Attempts to devise proteins de novo are motivated by two considerations: (i) Recapitulation of natural systems is the ultimate test of our understanding of such systems, and (ii) construction of novel proteins is an essential step toward future biotechnologies using “tailor-made” proteins with desired properties. Progress toward the construction of novel proteins emanates from two approaches, rational design and combinatorial methods. Rational design typically uses computational techniques to design individual amino acid sequences by considering the atom-by-atom interactions of an entire macromolecule (1, 2). In contrast, combinatorial methods typically make no attempt to design particular structural features, but instead rely on the numerical power of large libraries to (hopefully) generate desired structures and functions (3). We have developed an alternative approach that incorporates both rational design and combinatorial methods to produce focused libraries of novel proteins (4, 5). In these libraries, the binary patterning of polar and nonpolar residues is designed rationally, but the exact identities of the individual polar and nonpolar residues are not defined and are varied combinatorially. Here, we present the structure of a protein from a binary-patterned library and thereby demonstrate that designed combinatorial libraries can encode well folded de novo proteins.

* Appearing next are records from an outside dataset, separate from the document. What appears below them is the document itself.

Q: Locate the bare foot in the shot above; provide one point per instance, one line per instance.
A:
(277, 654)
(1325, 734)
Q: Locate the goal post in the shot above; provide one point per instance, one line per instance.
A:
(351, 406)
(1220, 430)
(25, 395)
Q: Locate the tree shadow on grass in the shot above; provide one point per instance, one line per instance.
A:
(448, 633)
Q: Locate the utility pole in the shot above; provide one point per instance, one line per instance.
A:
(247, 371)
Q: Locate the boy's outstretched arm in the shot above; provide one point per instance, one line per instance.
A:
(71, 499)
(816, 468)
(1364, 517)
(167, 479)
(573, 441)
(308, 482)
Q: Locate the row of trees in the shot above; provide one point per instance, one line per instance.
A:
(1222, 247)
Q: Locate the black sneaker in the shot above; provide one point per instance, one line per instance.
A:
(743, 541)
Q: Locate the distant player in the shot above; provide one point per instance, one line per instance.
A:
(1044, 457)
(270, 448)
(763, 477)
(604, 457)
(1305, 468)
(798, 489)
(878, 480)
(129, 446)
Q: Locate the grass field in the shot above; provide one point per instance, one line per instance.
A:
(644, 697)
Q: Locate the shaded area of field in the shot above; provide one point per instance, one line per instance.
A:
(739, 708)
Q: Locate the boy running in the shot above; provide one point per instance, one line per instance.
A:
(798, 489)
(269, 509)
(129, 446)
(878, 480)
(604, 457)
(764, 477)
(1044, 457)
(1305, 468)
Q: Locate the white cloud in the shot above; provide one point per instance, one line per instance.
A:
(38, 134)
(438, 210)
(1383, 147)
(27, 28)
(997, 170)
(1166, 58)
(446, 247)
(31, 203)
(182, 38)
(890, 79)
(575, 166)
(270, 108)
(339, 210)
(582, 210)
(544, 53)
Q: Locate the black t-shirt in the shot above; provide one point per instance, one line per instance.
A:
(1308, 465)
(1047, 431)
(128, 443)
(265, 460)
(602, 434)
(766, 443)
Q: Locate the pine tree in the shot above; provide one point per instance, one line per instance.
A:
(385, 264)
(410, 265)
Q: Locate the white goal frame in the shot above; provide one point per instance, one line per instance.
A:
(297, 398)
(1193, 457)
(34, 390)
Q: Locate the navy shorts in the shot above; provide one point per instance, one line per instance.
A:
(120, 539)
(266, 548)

The main premise of the binary-code approach is that combinatorial libraries must be designed such that all sequences in a library are consistent with the formation of protein structures that (i) contain abundant secondary structure (α-helices or β-strands), while (ii) simultaneously burying hydrophobic and exposing hydrophilic side chains. To satisfy these requirements, libraries of sequences are designed such that the periodicity of polar and nonpolar residues in the linear sequence matches the structural periodicity of the desired secondary structure. For α-helices, the structural periodicity is 3.6 residues per repeat, and so de novo sequences targeted to form amphiphilic α-helices are designed with a binary pattern that places a nonpolar residue (•) every three or four positions (e.g., ○•○○••○○•○○••○). Conversely, β-strands have a structural periodicity of 2 residues per repeat, so sequences targeted to form amphiphilic β-strands are designed with an alternating pattern (e.g., ○•○•○•○). Because a binary pattern specifies only the type (polar or nonpolar) of side chain and not its identity, these patterns are compatible with enormous combinatorial diversity. Incorporation of this diversity into libraries of sequences expressed in vivo is made possible by the organization of the genetic code: Five nonpolar amino acids (Met, Leu, Ile, Val, and Phe) can be encoded by the degenerate DNA codon NTN, whereas six polar amino acids (Lys, His, Glu, Gln, Asp, and Asn) can be encoded by the degenerate codon VAN. (N represents the DNA bases A, G, C, or T, and V represents A, G, or C.)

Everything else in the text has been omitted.